We draw four lessons from Mary Allen's story.
1. Every researcher must be an active member of a scholarly community.
2. Even the healthiest research community can fail quickly so it is in each member's self-interest to know the rules of responsible research conduct.
3. Knowing the rules, however, does not guarantee responsible conduct because individual researchers will inevitably face situations for which they do not know the rule or cannot learn the rule in time to act on it. Even more dangerous, there are and always will be many situations for which there is no rule.
4. To think of research ethics as "training" in knowing and following rules is an incorrect understanding of both research and ethics.
Research is by its very nature the attitude of critical inquiry. As researchers, we adopt skeptical perspectives on claims. When thinking about right and wrong behaviors, we must be no less critical of suspect normative claims in ethics than we are of suspect empirical claims in science.

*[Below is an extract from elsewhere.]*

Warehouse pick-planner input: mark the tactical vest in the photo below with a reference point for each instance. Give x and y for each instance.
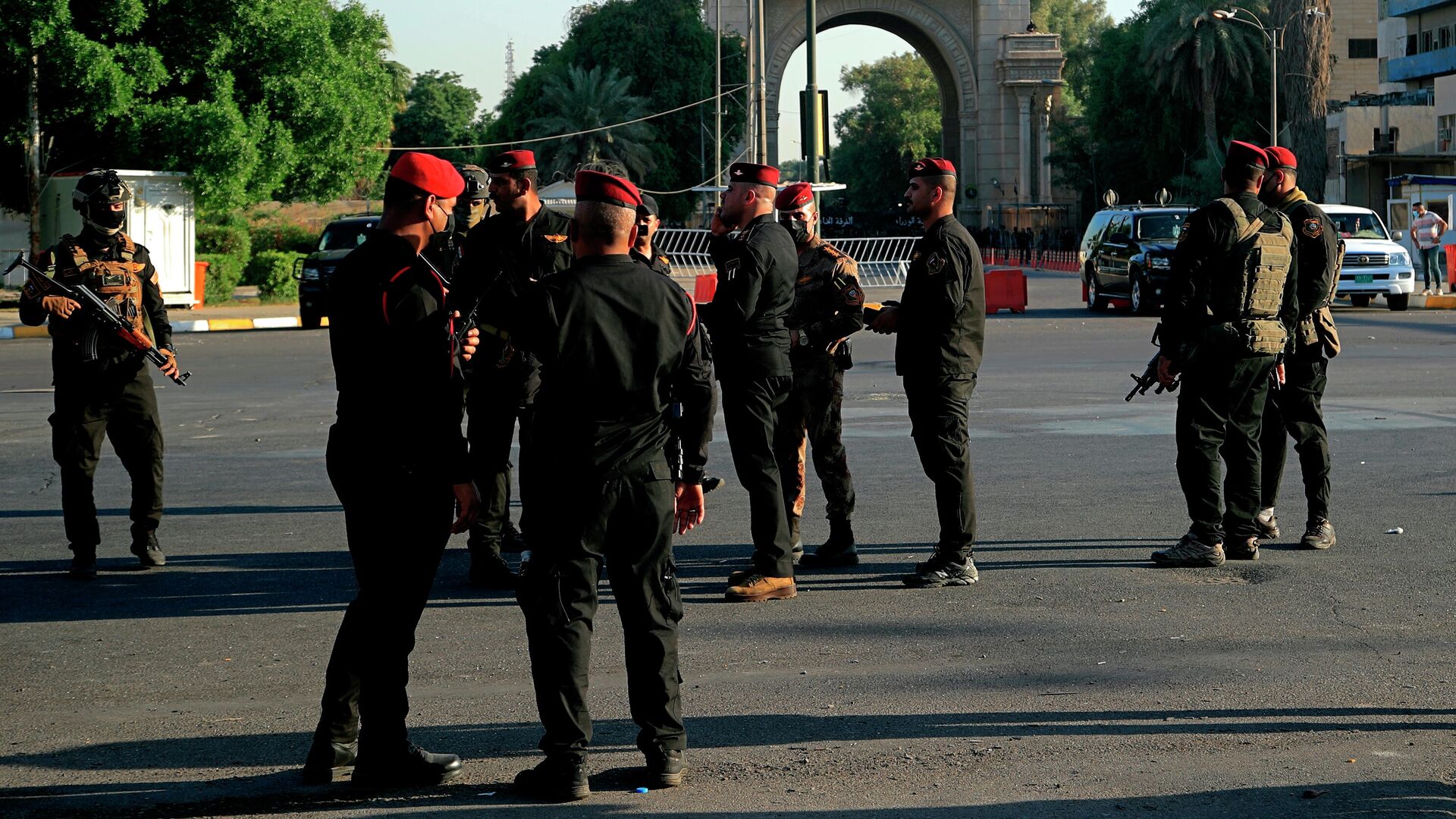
(118, 283)
(1263, 256)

Exemplary ethical behavior is excellence in word and deed. By its very nature, ethical behavior is the capacity to behave the way the most highly respected members of the community behave, and to eschew the behaviors of those who cut corners. We have more to learn from the leading people in our fields, therefore, than we do from all of the compilations of rules and regulations.
If we take these four lessons to heart, we will be as well prepared as possible to deal with the temptations that inevitably await us. Avoiding the traps is important not only for egoistic reasons, not only to safeguard our reputations. It is important as well to protect those people about whom we care. The satisfaction of my own best interests seems to require me to help others satisfy their best interests. It is impossible for me to obtain the Ph.D., for example, without the assistance of my friends, family, and professional colleagues.
Thinking about my interests inevitably leads me to think about our interests.